Le Patrimoine

Janvry à travers les siècles

Petit village du Hurepoix, le lieu est cité une première fois vers 1100 sous le nom de Genveriis. La première mention du village constitué autour d’une paroisse remonte, comme pour les hameaux de Mulleron et La Brosse, à 1142. Il constituent alors des fiefs de la châtellenie de Montlhéry sous le règne de Philippe Auguste. Il existe au lieu-dit Le Déluge une commanderie de l’ordre de Saint-Jean de Jérusalem au XIIIe siècle, passée ensuite à l’ordre de Malte. La Guerre de 100 ans et les Guerres de religion ne laissent que ruines et pratiquement plus d’habitants. Le village et ses terres se relèvent à partir de 1558.

Au XVe siècle, la seigneurie est successivement propriété de Marguerite de Bruyères, puis de Thomas de Voisins, chambellan de Charles VI, tous deux vassaux du seigneur de Buc. En 1422, la seigneurie est occupée et revient à David de Brimeu, chambellan du duc de Bourgogne. En 1457, la seigneurie échoit à la famille de la Rochette.

En 1558, la seigneurie est la propriété de la famille de Baillon. Ils entament en 1560 la construction d’un logis seigneurial. En1574 est recensé un moulin à vent. En 1632, la seigneurie est vendue à Charles Bequet de Cormon.

En 1639 est reconstruite l’église Notre- Dame-du-Mont-Carmel. En 1650, le duc d’Orléans, frère de Louis XIII accorde la seigneurie de Janvry, toujours dépendante de Montlhéry, au conseiller au Parlement de Paris Michel Ferrand de Beaufort.

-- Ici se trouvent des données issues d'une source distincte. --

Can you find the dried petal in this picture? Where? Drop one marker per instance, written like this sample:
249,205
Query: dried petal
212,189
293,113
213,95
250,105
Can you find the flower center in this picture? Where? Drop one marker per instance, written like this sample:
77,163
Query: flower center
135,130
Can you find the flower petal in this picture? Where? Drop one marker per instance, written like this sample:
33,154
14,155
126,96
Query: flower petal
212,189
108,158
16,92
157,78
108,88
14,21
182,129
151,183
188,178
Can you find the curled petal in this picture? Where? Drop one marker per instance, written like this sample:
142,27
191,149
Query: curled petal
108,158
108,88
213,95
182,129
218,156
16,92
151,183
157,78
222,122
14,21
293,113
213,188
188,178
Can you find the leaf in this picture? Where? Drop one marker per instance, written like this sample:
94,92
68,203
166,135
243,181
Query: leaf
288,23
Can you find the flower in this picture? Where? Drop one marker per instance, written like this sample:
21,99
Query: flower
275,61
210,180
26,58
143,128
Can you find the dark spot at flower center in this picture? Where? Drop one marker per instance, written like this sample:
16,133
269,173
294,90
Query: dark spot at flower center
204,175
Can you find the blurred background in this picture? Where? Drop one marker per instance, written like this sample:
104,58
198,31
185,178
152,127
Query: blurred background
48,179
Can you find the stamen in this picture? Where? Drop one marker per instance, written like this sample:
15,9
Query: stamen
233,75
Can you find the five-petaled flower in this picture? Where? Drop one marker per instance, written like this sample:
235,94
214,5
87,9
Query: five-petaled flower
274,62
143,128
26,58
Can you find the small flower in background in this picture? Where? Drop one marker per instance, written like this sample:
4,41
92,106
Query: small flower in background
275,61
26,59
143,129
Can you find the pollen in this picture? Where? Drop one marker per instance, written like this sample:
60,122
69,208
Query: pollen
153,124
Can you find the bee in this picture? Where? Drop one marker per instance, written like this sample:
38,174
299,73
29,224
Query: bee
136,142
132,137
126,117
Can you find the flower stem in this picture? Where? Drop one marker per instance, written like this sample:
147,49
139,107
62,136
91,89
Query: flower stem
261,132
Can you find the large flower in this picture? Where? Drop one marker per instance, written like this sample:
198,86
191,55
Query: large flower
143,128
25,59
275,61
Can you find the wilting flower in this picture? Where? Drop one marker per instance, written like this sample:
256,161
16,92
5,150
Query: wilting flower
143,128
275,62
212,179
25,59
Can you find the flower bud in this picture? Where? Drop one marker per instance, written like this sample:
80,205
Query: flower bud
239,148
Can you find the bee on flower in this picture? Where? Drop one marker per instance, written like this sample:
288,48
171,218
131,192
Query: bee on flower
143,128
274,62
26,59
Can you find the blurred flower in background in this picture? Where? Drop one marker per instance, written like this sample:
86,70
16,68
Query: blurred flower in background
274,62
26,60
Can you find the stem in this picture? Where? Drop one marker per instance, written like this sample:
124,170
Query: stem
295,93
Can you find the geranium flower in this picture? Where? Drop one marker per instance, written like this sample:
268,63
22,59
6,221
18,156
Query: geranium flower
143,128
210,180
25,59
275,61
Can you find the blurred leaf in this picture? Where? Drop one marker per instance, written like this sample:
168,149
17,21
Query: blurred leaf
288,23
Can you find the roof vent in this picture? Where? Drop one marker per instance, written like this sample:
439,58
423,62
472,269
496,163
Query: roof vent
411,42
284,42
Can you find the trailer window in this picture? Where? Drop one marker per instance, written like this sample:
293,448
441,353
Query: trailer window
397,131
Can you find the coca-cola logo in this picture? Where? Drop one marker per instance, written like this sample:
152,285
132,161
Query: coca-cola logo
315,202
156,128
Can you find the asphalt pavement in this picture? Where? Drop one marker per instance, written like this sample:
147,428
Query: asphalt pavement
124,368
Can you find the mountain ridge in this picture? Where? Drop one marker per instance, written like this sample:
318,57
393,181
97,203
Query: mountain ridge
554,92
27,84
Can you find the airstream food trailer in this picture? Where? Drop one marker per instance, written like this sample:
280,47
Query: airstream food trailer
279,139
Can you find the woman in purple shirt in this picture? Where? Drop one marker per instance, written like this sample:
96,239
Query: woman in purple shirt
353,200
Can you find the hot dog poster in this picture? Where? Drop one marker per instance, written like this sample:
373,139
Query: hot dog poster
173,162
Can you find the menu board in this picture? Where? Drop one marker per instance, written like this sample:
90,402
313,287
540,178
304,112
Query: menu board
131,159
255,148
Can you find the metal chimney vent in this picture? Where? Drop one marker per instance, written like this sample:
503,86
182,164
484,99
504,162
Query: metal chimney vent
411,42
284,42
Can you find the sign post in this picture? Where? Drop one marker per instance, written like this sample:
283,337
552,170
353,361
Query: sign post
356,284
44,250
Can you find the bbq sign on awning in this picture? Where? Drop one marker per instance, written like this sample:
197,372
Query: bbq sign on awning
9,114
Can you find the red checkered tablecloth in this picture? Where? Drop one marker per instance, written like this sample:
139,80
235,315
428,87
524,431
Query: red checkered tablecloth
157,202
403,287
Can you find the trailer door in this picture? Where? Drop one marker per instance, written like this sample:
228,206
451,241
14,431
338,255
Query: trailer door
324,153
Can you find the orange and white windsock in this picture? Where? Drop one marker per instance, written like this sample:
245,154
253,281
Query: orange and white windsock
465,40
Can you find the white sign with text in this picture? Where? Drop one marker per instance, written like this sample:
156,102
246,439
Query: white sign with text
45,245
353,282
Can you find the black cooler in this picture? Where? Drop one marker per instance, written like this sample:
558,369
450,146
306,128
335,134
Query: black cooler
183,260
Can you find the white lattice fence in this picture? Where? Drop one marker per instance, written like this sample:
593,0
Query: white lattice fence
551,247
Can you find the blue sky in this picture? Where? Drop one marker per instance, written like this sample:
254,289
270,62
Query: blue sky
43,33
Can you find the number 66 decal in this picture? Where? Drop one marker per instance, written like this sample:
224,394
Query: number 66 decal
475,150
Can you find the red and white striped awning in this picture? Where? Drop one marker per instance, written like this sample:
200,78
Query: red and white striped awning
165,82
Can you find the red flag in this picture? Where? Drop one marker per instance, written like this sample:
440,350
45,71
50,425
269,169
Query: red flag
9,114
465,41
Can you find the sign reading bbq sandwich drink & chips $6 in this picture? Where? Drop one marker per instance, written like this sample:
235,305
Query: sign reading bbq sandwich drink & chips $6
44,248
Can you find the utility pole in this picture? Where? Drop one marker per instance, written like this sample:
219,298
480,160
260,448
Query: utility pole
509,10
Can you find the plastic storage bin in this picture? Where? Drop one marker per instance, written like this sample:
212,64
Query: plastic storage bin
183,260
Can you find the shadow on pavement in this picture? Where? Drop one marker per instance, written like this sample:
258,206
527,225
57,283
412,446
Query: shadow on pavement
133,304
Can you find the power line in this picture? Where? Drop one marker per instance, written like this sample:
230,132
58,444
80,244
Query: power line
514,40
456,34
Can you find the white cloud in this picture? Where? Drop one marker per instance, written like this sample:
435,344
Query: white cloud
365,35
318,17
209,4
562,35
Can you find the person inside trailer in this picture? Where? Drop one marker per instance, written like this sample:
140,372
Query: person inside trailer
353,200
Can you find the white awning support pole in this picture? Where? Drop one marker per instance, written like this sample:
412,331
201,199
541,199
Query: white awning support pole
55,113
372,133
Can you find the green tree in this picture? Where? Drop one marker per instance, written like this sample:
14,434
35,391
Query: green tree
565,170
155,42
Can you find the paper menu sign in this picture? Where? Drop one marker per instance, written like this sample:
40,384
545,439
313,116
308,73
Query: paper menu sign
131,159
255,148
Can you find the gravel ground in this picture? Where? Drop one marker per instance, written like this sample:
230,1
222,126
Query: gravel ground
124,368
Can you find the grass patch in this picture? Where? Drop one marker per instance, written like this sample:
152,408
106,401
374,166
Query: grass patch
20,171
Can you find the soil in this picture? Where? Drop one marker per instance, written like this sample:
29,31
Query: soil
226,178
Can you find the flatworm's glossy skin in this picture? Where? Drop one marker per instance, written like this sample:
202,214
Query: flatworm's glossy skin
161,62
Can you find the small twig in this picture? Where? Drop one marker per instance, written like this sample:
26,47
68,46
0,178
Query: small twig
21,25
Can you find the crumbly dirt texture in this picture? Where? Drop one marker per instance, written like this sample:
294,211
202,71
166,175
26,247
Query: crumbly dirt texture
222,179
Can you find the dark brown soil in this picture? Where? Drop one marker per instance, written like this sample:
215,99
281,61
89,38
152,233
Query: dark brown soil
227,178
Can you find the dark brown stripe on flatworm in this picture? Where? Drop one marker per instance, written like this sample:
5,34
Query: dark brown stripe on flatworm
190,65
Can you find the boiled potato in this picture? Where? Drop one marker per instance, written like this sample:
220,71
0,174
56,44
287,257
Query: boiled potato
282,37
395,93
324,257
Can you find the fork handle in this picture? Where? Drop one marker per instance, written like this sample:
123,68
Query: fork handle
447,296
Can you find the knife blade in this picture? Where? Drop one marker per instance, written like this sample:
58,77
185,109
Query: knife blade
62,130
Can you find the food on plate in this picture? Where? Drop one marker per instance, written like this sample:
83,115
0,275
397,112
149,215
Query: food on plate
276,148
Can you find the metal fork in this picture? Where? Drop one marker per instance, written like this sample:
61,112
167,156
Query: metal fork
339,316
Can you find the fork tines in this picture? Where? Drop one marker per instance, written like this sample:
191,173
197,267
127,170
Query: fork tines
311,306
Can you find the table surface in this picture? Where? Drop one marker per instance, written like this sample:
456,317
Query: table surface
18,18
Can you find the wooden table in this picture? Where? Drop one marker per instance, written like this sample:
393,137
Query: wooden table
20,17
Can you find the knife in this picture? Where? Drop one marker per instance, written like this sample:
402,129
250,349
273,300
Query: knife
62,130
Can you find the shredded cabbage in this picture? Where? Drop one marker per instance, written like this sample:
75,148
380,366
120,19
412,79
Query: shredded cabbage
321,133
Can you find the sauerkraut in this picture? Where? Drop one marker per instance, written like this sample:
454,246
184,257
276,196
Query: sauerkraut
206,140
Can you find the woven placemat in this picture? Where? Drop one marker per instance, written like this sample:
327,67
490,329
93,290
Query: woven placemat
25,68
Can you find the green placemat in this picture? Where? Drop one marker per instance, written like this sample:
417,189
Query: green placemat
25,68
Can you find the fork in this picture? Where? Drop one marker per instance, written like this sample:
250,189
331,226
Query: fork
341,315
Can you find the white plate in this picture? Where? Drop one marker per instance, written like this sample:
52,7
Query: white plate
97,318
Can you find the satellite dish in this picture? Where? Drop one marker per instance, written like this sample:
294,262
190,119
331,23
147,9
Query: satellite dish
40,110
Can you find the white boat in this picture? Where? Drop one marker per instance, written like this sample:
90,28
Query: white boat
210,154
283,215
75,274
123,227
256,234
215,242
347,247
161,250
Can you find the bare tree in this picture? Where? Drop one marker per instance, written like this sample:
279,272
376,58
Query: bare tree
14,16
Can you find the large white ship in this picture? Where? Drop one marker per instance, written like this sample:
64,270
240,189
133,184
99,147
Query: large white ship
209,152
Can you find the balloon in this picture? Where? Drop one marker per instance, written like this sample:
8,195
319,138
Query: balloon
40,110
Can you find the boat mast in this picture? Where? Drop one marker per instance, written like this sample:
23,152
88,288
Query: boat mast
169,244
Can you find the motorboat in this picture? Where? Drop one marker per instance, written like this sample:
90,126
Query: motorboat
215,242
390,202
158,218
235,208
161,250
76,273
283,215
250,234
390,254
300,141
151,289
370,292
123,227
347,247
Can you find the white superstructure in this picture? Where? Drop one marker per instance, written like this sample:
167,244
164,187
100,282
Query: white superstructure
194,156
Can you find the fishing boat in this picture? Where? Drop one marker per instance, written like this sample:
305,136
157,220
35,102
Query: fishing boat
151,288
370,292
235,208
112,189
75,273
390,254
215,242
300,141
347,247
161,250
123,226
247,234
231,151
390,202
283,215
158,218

En 1693, le roi Louis XIII ayant acquis le domaine de Versailles dont dépend celui de Buc, la seigneurie de Janvry relève indirectement du domaine royal.

En 1714, le domaine, nouvelle propriété de Gérard Heutsch, est modifié par la plantation de l’avenue face au château. Il lègue le domaine au duc d’Ayen, Louis de Noailles, qui le revend en 1766 à l’écuyer André Haudry.

En 1806, le domaine est vendu à un bourgeois parisien, Claude Anjorrant. Par mariages et successions, le domaine de Janvry revient à Alexandrine du Cambout, sa fille se mariant avec le baron André Reille, grand-père des actuels propriétaires du château.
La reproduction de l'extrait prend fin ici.